Photo by Jeff Wilson, Illustrations by Mike Sudal
Years ago, trying to hastily pack out a mule deer buck from Idaho’s backcountry in one trip, I carried a heavy, irregular pack too low and in the process damaged a spinal disc, pinched nerves in my hip, and lost feeling in my ham hocks for weeks. Here are a few tips to help you shoulder a heavy load comfortably and safely—and avoid the physical therapy and chiropractic sessions I had to go through.
From the bottom up
Stuff your sleeping bag, pad, and tent in the bottom of the pack.
Place the heavy freight—like a meat quarter—above the light cargo and against your back. It should sit above your hips and between your shoulder blades.
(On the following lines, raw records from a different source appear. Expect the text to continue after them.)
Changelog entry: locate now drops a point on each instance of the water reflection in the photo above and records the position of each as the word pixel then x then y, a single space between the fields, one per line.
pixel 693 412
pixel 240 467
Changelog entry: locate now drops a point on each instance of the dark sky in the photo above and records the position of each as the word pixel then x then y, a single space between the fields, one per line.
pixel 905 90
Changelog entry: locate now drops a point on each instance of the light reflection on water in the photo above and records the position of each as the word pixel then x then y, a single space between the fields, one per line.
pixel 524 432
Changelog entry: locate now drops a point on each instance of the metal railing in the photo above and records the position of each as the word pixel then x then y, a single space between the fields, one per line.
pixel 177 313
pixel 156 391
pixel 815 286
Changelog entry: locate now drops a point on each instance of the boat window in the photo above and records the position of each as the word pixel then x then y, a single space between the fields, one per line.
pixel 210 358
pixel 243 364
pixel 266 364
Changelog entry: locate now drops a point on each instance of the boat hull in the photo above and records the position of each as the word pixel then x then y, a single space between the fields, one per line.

Surround the heavy stuff with lighter gear, such as clothing and food, followed by cooking gear, water filter, and the like. Pack the lightest gear like a hat and gloves in any remaining space at the top.
At the ready
Stash gear like a GPS, flashlight, or other items you might need to access quickly in the pack’s lid––like snacks.
It’s a cinch
Now that it’s packed right, here’s how to carry your pack:
1. Lift the backpack up onto your shoulders. Next, pull down on the shoulder adjustment tags to lift the pack and draw the load closer to your upper back.
2. Secure the belt and cinch the slack so it cups the top of your hip bones. Fastening the belt too high constricts your stomach; too low limits leg movement.
3. Pull down the load-lifters. Once you cinch these, the straps should be in contact with your shoulders—but with less weight on your shoulders and collarbone.